= Colin Sleeman =

British judge (1914–2006)

Stuart Colin Sleeman (10 March 1914 – 14 June 2006) was a British judge. As an assistant judge advocate general, he was appointed as senior counsel for the defence in two trials of Japanese soldiers accused of war crimes held in Singapore after the end of the Second World War. He was later a circuit judge in England.

==Life and education==
Sleeman was born in Bristol, where his father was a solicitor. He was related to Sir William Henry Sleeman, an administrator in India in the first half of the 19th century who was responsible for suppressing the Thuggee sect.

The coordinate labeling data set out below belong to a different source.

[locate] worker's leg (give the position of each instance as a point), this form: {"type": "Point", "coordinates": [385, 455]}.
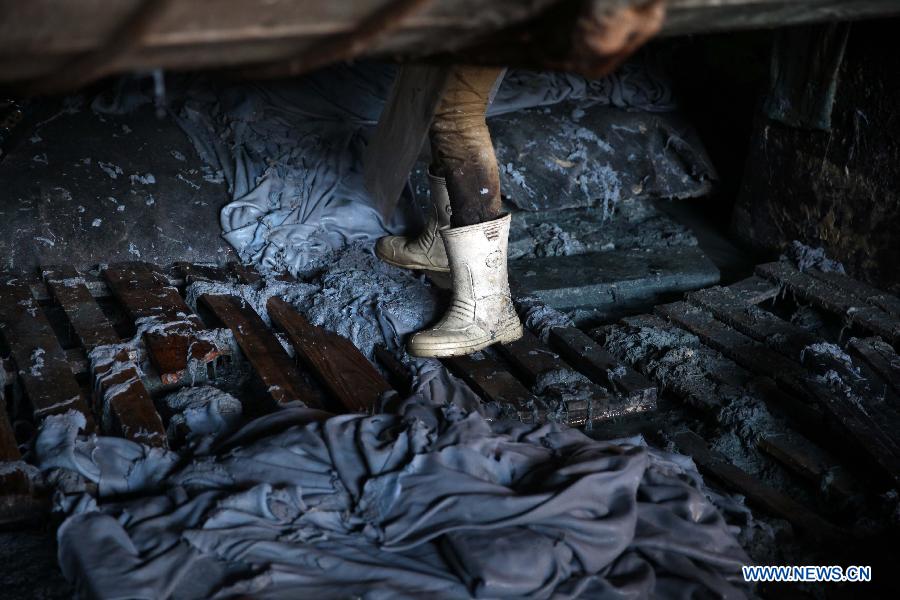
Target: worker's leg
{"type": "Point", "coordinates": [461, 148]}
{"type": "Point", "coordinates": [464, 162]}
{"type": "Point", "coordinates": [481, 312]}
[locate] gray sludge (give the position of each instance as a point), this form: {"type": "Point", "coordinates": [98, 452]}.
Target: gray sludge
{"type": "Point", "coordinates": [433, 499]}
{"type": "Point", "coordinates": [291, 152]}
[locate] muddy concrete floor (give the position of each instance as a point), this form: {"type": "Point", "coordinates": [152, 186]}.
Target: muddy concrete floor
{"type": "Point", "coordinates": [83, 188]}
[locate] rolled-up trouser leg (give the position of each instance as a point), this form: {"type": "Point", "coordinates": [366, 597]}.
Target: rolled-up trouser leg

Sleeman was educated at Clifton College, and then read jurisprudence at Merton College, Oxford.

Sleeman was called to the bar at Gray's Inn in 1938, where he later became a bencher in 1974. He married Margaret Farmer in 1944, with whom he had two sons and a daughter (Stuart, Jeremy and Jennifer).

In the Second World War, he was initially employed in the Ministry of Economic Warfare. He was commissioned into the 16th/5th The Queen's Royal Lancers and became a staff captain in the Royal Armoured Corps. He was ultimately promoted to lieutenant colonel and was appointed assistant judge advocate general in the headquarters of the Allied Land Forces in South East Asia.

==War crimes trials==
The trials in Singapore of Japanese soldiers on charges of war crimes began in January 1946. In the first trial, Captain Gozawa Sadaichi and nine other Japanese soldiers were accused of maltreating Indian prisoners of war who refused to join the Japanese-sponsored Indian National Army. The British were conscious of the need for a fair trial to avoid accusations of "victor's justice", to bolster the argument for preserving the British Empire. Accordingly, the defendants were granted full legal representation and Sleeman acted as senior counsel for the defence. His efforts on behalf of the defendants were praised by the tribunal. One defendant was acquitted, eight were sentenced to terms of imprisonment, Sadaichi to 12 years, and the others to lesser terms. Lieutenant Kaniyuki Nakamura was sentenced to death for the illegal execution by beheading of an Indian serviceman accused of planning to escape.

Sleeman also acted for the defence in a second trial in Singapore, which took place in March and April 1946. In the "Double Tenth" trial, 21 members of the Kempeitai (Japanese military police) were accused of war crimes relating to the torture of 57 of prisoners (including John Leonard Wilson, Bishop of Singapore) following a raid on Changi Prison on 10 October 1943 to investigate a suspected spy network, thought to be responsible for the sinking of seven Japanese merchant vessels in Singapore harbour in September 1943. Many were brutally tortured and one prisoner was executed. Another attempted suicide, was refused medical attention, and was left to die of his wounds. Several others died afterwards. The commanding officer, Lieutenant Colonel Sumida Haruzo and seven others were sentenced to death, three to life imprisonment and others to shorter terms of imprisonment.

Sleeman published an account of the trial of Sadaichi in 1948, with a foreword by Earl Mountbatten of Burma. With Sam Silkin, he published The Double Tenth Trial, an account of the trial of Haruzo in 1951, with a foreword by Viscount Simon.

==Legal career==
After he left the army, Sleeman returned to the bar, practising mostly in the divorce courts. He was junior counsel for the defence in the trial of John Christie, accused of murdering his wife Ethel at 10 Rillington Place.

He was appointed as a recorder in 1975 and then as a circuit judge in 1976, having in that position until 1986, initially in Coventry and later in Surrey.